Em ‘‘Ka’’ a mente é o início do mundo: ‘‘A mente, um fluxo sem margens atravessando por labaredas que se perdem. Era preciso traçar um círculo, uma moldura, um templum.’’ Precisava de um ordenamento. ‘‘A mente era aquilo que transforma e aquilo que se transforma. Era o calor, a chama presa dentro dos ossos, o suceder-se, o dissolver-se das figuras desenhadas no escuro - e a sensação de saber que isso ocorria.’’
Galasso apresenta a construção do mundo dos deuses e a construção do mundo dos homens. Mostra como confluência entre os dois mundos assume a forma de dependência mútua. O escritor consegue mapear, de maneira exata, o ponto em que o rito se transforma em narrativa, ou seja, o ponto em que o rito se transforma em literatura. O gesto convertido em palavra.

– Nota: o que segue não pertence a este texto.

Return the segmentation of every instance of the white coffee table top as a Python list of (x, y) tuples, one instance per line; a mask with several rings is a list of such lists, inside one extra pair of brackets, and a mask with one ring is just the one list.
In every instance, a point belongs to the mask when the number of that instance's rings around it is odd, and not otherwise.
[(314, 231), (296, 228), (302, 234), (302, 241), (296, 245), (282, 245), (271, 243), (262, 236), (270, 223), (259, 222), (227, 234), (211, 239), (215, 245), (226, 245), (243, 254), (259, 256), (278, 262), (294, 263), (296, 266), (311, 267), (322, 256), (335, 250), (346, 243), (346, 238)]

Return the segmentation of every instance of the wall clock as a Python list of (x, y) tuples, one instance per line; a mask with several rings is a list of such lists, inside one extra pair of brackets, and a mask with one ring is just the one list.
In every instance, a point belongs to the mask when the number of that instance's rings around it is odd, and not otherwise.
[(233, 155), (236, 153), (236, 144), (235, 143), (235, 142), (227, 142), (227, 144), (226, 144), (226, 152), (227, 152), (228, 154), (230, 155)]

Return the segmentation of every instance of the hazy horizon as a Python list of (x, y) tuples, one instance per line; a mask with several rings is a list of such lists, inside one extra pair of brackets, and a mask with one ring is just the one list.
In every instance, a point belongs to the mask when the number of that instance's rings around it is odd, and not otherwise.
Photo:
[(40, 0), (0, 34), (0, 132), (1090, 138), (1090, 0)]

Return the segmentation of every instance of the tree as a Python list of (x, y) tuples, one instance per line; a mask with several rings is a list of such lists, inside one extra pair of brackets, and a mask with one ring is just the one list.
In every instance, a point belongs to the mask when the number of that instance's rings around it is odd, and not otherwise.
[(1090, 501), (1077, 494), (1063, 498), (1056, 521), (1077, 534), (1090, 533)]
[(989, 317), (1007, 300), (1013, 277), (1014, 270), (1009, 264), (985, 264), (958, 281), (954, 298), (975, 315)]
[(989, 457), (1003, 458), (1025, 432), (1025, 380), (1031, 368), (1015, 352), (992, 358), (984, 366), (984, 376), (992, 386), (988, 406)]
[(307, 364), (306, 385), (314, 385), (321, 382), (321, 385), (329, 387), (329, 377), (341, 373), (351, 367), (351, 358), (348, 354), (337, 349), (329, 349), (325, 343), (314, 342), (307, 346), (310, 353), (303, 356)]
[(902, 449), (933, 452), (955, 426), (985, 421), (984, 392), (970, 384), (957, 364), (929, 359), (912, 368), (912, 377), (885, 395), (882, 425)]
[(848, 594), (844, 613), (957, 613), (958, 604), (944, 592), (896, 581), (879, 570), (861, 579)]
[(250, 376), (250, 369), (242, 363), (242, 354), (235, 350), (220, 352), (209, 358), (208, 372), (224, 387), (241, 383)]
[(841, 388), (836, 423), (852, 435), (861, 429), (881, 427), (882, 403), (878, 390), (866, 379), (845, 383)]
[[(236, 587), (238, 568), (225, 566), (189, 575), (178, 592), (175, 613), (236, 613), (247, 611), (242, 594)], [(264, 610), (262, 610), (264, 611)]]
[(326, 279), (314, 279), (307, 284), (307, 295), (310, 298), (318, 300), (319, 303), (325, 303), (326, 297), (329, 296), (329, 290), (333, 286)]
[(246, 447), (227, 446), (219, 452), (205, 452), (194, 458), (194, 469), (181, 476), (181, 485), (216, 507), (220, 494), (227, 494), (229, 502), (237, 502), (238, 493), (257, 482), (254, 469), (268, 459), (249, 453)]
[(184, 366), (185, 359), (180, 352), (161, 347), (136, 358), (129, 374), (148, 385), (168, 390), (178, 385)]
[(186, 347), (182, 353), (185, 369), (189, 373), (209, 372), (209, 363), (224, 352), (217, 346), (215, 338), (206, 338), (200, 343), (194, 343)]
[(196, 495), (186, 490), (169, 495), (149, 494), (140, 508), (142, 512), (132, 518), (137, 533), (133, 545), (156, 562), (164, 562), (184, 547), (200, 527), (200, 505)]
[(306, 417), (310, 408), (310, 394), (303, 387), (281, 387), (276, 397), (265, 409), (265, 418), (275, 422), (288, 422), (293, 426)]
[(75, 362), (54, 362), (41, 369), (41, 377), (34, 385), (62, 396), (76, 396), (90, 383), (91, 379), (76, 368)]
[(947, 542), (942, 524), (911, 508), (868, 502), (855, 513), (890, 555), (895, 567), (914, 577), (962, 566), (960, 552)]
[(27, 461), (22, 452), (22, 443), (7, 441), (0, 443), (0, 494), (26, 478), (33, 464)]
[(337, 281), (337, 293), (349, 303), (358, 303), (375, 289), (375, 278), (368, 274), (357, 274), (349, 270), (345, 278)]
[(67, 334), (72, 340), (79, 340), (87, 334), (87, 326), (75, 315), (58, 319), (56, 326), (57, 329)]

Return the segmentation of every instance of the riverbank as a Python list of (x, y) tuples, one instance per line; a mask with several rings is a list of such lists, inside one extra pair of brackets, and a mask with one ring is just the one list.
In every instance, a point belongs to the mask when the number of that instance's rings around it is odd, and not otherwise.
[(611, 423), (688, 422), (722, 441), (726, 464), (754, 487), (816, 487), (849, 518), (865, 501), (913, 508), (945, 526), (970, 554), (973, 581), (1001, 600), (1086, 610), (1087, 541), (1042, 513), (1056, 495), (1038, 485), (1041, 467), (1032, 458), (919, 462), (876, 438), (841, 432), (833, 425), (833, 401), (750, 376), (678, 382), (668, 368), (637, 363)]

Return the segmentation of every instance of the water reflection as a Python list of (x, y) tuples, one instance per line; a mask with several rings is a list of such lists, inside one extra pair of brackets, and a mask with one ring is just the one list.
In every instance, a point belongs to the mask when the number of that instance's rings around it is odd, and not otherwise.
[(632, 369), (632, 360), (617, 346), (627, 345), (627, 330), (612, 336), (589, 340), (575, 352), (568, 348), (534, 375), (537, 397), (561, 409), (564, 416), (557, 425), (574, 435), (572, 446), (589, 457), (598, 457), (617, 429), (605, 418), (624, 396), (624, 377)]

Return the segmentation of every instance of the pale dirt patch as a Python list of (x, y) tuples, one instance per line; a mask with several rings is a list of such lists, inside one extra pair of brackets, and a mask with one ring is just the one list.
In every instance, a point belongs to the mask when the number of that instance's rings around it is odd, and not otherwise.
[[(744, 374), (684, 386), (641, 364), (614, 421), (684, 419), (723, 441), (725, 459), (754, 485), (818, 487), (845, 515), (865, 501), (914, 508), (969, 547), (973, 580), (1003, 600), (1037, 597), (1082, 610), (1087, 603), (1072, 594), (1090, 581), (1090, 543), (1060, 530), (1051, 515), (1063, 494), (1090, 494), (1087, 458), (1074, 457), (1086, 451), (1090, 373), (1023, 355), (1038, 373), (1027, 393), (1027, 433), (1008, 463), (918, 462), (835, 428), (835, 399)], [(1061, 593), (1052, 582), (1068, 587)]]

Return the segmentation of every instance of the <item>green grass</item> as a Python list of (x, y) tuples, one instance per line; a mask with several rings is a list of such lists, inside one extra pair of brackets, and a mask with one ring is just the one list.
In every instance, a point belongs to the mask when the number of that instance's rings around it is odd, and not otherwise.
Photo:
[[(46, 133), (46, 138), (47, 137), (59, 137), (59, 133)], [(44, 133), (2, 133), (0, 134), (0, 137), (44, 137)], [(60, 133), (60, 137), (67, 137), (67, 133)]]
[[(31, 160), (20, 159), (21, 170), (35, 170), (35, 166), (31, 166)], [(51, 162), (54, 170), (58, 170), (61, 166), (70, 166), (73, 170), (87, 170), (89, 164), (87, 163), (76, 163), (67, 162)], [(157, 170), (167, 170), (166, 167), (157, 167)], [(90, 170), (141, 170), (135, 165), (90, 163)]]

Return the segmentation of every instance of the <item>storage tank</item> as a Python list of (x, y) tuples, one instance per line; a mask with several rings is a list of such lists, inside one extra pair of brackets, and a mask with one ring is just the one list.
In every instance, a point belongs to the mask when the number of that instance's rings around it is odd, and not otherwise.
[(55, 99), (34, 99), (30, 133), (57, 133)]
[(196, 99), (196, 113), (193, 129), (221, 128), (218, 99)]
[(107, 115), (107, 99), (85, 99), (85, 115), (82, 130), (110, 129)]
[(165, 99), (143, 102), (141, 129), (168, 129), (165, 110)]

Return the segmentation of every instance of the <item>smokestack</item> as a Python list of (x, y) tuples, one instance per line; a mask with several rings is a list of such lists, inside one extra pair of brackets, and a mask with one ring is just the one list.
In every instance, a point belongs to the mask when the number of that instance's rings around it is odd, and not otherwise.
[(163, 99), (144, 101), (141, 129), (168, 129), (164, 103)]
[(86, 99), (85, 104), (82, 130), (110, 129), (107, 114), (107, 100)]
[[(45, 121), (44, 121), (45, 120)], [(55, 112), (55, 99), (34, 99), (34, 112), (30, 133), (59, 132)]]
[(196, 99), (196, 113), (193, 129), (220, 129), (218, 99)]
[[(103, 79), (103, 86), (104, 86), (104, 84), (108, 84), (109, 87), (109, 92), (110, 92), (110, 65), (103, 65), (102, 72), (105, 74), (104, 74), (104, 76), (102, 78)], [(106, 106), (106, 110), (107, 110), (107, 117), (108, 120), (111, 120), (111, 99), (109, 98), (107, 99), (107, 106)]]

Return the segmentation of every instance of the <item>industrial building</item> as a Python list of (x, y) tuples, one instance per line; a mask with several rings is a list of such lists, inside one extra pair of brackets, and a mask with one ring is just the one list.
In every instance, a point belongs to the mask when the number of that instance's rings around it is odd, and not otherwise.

Houve um época em que os ritos eram uma forma de alcançar o céu. Entre um rito e outros, as histórias eram narradas como um espécie de descanso. Com o tempo os ritos passaram a povoar as histórias, tornaram-se uma passagem dentro das histórias. Nesse ponto o rito, o sacrifício, ou seja o gesto, já não bastava, era também preciso a narrativa do gesto - gestos rituais e não rituais. Nas palavras de Galasso, a literatura cresceu nos intervalos dos sacrifícios, no início uma erva, depois uma trepadeira que entra nos buracos dos tijolos e os despedaça por dentro. ‘‘O repertório de gestos é limitado, os significados são inesgotáveis. Assim, as mesmas histórias se repetem e variam porque, numa lenta rotação, a cada volta se descobre um nova terra e um novo céu de significados.’’
‘‘Ka’’ não é uma obra fácil, exige atenção redobrada do leitor. Uma espécie de narrativa que percorre, indistintamente, os labirintos da mente e as representações de existência humana. Acontece num tempo diferente do tempo cotidiano. Apresenta um universo descontínuo e não conclusivo. Encontra eco nas palavras de Brahma: ‘‘O mundo nasce da interrupção de um sono. Por isso a vigília é a única prova da existência. Por isso o mundo é fragmentado e não pode atingir a plenitude. Por isso tenta continuamente recompor a plenitude. Em vão, porque o descontínuo nunca passará para o contínuo.’’
‘‘Ka’’ é uma narrativa que caminha como os passos dos pássaros, com seus pequenos e rápidos pulinhos em terra, e sua enorme e sutil vôo em ar livre. Uma aventura entre o céu e a terra que, na realidade, é uma aventura no interior do ser humano e seu reflexo exterior.
Ao narrar o canto do pássaro, Galasso remete, de maneira sutil, ao vôo. Ao narrar o vôo do pássaro, remete, de maneira igualmente sutil, ao canto. O vôo como uma extensão do canto e o canto como uma extensão do vôo.
Nota: ‘‘O fundamento não é que um ser diga ‘eu’: todos os animais dizem ‘eu’ no momento em que emitem um som. Entre o Si e o eu existe uma única diferença: o Si olha o eu, o eu não olha o Si. O eu come o mundo. O Si olha o eu que come o mundo. São dois pássaros, estão em ramos opostos da mesma árvore, na mesma altura, à mesma distância do tronco. Para aquele que os olha, são quase iguais.’’
‘‘Ka’’ de Roberto Galasso, Editora Companhia das Letras, tradução de José Rubens Siqueira, 398 páginas, R$ 29,00.